Michel Angers devant la CCIS: un air de campagne électorale

Peut-être bien que la dernière campagne électorale avait laissé Michel Angers sur son appétit. Mercredi midi, devant les membres de la Chambre de commerce et d'industrie de Shawinigan, le maire a passé la plus grande partie de son discours à rappeler les réalisations de son premier mandat.
Les politiques municipales, le virage PME, le parc industriel à grand gabarit, la communauté entrepreneuriale, la conversion de l'ancienne Wabasso, l'amélioration des services municipaux, le Complexe Jacques-Plante, la Coupe Memorial, les Jeux du Québec, la stabilité démographique qui déjoue les prévisions apocalyptiques... un discours digne d'une campagne électorale!
«J'aurais pu ne parler que de 2013», commente-t-il. «Les médias rapportent les événements à la pièce. Je voulais donner une vue d'ensemble de nos réalisations.
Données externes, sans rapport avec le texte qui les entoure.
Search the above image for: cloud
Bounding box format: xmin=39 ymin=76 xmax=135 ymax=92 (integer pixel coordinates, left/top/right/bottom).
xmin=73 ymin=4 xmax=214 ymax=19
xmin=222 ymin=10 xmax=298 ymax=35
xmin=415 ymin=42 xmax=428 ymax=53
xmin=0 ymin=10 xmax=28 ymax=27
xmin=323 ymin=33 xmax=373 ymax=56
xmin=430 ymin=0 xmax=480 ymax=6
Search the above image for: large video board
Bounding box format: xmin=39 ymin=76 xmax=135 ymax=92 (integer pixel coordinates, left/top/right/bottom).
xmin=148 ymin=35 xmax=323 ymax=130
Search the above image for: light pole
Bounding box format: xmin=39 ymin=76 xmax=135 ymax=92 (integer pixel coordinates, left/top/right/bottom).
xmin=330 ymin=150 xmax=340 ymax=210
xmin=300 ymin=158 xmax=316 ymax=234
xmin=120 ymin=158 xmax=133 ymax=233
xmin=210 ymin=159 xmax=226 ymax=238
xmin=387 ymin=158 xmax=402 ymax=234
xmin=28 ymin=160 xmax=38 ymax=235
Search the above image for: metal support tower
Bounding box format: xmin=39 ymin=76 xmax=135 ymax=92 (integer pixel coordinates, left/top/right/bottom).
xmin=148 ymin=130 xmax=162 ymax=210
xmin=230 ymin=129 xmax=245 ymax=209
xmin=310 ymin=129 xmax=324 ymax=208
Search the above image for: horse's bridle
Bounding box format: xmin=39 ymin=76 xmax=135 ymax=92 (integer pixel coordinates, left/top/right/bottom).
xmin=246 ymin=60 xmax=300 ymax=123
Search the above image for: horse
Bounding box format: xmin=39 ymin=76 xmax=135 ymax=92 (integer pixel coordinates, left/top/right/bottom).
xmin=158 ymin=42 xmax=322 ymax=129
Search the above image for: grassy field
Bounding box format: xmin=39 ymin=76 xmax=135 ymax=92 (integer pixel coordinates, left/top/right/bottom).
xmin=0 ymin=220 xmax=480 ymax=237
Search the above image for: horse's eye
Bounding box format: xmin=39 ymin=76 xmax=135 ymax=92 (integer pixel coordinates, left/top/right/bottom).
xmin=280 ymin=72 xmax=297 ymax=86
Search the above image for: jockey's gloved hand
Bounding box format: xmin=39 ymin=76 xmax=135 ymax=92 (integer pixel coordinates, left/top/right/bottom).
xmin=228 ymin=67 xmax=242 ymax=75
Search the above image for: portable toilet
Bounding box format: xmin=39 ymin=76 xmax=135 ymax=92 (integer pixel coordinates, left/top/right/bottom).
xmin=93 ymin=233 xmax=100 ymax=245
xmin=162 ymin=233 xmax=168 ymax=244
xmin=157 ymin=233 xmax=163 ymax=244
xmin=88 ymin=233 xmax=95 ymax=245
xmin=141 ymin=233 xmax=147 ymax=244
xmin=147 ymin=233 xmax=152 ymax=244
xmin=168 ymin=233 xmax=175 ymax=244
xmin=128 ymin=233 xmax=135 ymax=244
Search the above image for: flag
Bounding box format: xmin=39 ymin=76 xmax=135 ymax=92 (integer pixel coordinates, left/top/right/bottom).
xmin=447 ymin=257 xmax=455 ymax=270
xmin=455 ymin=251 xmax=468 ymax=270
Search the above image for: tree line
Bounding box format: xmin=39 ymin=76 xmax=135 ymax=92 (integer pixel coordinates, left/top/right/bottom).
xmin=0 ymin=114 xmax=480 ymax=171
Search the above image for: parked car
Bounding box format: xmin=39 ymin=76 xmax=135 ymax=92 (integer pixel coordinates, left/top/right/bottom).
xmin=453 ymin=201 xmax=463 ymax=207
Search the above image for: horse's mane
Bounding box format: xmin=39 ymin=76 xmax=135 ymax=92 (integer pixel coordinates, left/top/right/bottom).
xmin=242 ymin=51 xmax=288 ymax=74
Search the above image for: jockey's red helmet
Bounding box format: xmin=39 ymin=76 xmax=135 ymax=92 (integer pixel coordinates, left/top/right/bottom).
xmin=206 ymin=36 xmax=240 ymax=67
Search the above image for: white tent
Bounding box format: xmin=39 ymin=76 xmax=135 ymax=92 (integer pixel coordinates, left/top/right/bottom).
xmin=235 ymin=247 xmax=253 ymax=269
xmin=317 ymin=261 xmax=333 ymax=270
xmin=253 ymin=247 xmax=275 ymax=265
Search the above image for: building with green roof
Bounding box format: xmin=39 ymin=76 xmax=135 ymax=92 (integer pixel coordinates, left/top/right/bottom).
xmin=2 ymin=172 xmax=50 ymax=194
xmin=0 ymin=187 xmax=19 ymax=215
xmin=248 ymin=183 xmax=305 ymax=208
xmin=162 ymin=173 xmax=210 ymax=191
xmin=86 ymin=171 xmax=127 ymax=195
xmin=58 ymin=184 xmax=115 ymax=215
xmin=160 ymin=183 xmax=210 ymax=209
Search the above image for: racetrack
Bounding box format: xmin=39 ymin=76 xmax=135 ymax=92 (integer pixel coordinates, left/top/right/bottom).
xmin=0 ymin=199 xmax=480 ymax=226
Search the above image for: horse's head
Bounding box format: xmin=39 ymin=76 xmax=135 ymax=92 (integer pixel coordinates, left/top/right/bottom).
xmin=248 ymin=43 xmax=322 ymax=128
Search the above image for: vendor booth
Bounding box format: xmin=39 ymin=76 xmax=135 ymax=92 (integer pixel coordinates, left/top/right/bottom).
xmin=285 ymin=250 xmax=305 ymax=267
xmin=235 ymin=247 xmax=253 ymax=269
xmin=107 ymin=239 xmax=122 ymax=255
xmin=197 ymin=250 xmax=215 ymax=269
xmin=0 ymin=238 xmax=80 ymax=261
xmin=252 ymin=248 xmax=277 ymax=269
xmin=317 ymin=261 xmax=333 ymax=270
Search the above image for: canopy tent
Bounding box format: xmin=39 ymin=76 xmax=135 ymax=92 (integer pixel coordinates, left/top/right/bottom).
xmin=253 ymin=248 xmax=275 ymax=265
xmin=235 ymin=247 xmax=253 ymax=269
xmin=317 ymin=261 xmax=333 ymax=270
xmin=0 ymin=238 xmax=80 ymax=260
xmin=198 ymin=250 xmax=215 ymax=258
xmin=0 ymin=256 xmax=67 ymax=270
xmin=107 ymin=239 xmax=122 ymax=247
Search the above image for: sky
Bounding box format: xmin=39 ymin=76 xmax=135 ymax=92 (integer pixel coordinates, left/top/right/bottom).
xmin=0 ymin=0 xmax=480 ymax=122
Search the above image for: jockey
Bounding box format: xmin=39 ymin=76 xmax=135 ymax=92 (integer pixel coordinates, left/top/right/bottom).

Je voulais faire prendre conscience qu'il y a un vent positif qui souffle, malgré les coups durs. Ce n'est pas de la nostalgie; je suis plutôt fier de ce qui a été fait.»
Le maire a terminé son discours sur une note d'espoir, en invitant la communauté à regarder le verre à moitié plein plutôt qu'à moitié vide.
«Il y a toujours des gens qui souhaitent que ça aille mal», observe-t-il. «Il y a toujours des gens qui écrivent que ça va mal, qui aiment voir le côté sombre des choses alors que, de façon très majoritaire, les gens voient ça du bon côté. On veut s'améliorer, être meilleurs, être plus prospères et aller de l'avant.»
«Je veux dégager une image positive», ajoute-t-il. «Le jour où je perdrai cette confiance, je vais quitter. Il ne faut pas se laisser distraire par ceux qui n'y croient pas, qui souhaitent que ça aille mal.»